People really are much more idiosyncratic in food tolerances than most folks realize. Roughly 10 to 15% of people either have celiac or other sensitivities to wheat and gluten. Irritable bowl syndrome can make coarse roughage like in whole grains and some vegetables a major problem for others. There are known allergies to peanuts and tree nuts. Many people can't tolerate the nightshades, such as tomatoes, peppers and potatoes. Some of this is sorted out in the book "Eat Right For Your Blood Type," which points out that type A people can easily go vegetarian, but that some type O people find that type of diet actively unhealthful and do much better on meat.
Bringing it back on topic, I'm quite concerned about the surplus of milk - which could indicate a negative dietary shift as poorer people struggle to make ends meet. The farmers' profit margins for beef and chicken get slimmer and slimmer, even as the price of beef stays high. IMO, there is some profit taking by wholesalers and stores, but most of the issues can be directly tied to the recent high energy prices.
I've read far too much negative info on soy to bother with that. Several years ago I went on a carefully-planned Vegan diet. I can eat virtually anything, but I "failed to thrive" after six months or so without meat protein. I'm much healthier consuming reasonable portions of lean meat, fish, and poultry on a regular basis as part of my diet.
I purchase milk for cooking purposes only and have noticed it coming down significantly. Actually as I recall the last time we were at Super Target, one gallon jugs were going for slightly less than half gallon jugs -- I wonder what causes this odd price distortion. I expect the prices of one or the other have moved now so that although a gallon is still a better deal by volume, you actually pay more for the greater volume.
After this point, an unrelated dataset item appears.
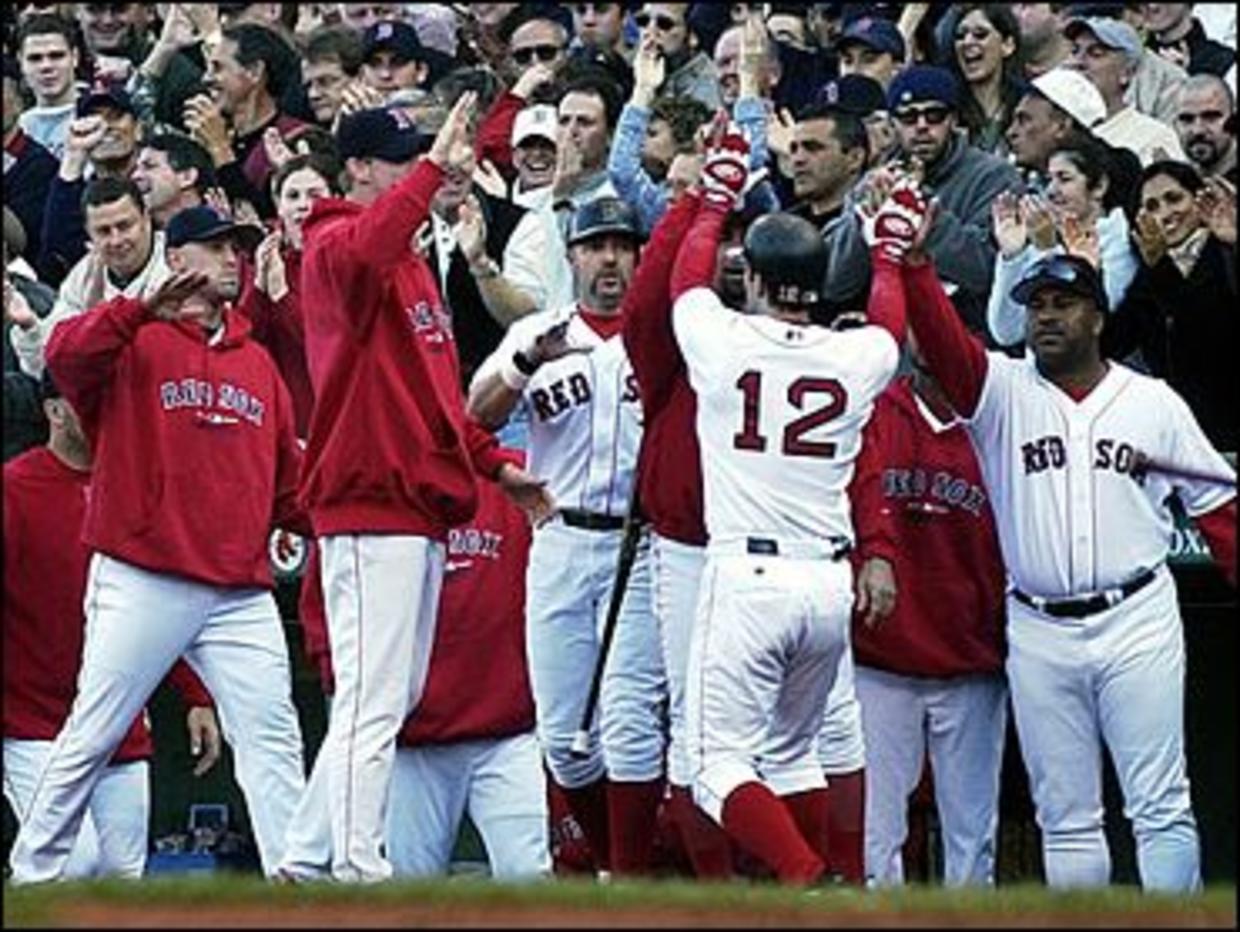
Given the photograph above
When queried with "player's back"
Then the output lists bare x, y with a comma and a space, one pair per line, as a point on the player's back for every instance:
780, 412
Anyway, I've seen prices for MANY grocery items come down as of late in the form of sale price "mark-downs" in the aisles. The implication is that you're getting a temporary discount so you'd better stock up, but the sales seem to pretty persistent right now.
The milk surplus story sounds like another externality I heard about on NPR one day: the rate of landfill "fill" is increasing because China's demand for raw paper material supplied by US recycling suppliers is dropping to basically nothing. As a result, these US recycling firms may be forced out of business, ratcheting up the fill rate even more.
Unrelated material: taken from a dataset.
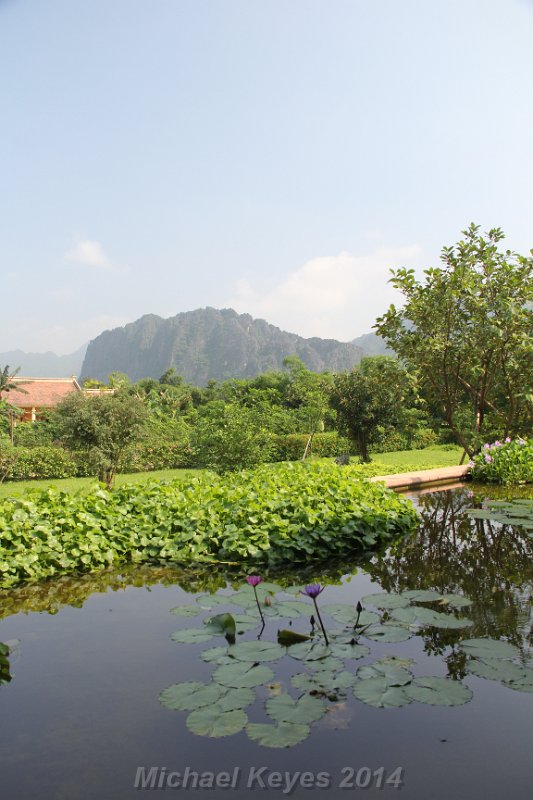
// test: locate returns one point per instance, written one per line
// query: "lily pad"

can't digest them. I tried a vegetarian diet and it didn't work.
You can't digest vegetables or legumes? Why is that? How do you stay healthy?
Quote:
Originally Posted by Nepenthe
I've read far too much negative info on soy to bother with that. Several years ago I went on a carefully-planned Vegan diet. I can eat virtually anything, but I "failed to thrive" after six months or so without meat protein.
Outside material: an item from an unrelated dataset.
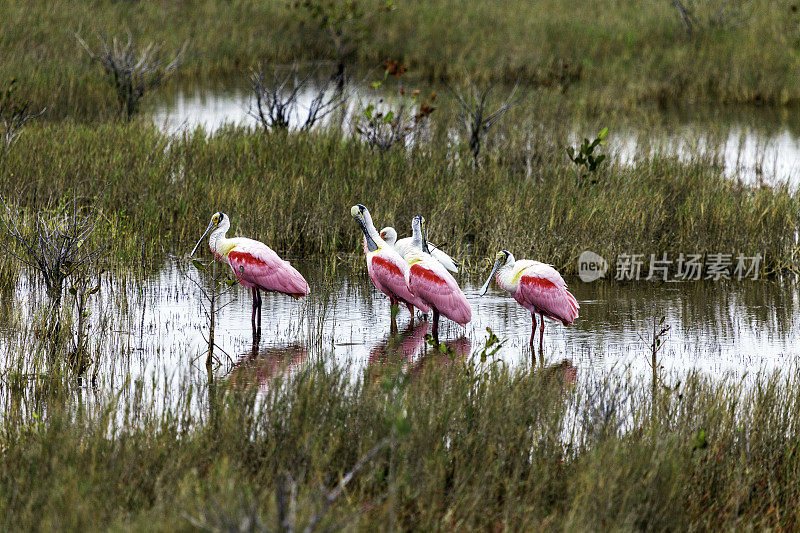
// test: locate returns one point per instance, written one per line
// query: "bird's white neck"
(505, 274)
(217, 239)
Not to be a broken record but there are no proteins in meat that can't be found in vegetables and/or legumes. So, if your diet didn't work for you its because it wasn't a good diet, not because you needed "meat protein" to thrive. But this is a problem with proponents of veganism, etc they often pretend as if there is a one size fits all diet and there isn't.
Quote:
Originally Posted by Nepenthe
The implication is that you're getting a temporary discount so you'd better stock up, but the sales seem to pretty persistent right now.
The grocery stores seem to hate to lower the sticker price. The sale on milk has lasted months now...and its actually gotten cheaper. Costco seems to be the only store that doesn't mind adjusting the price downward.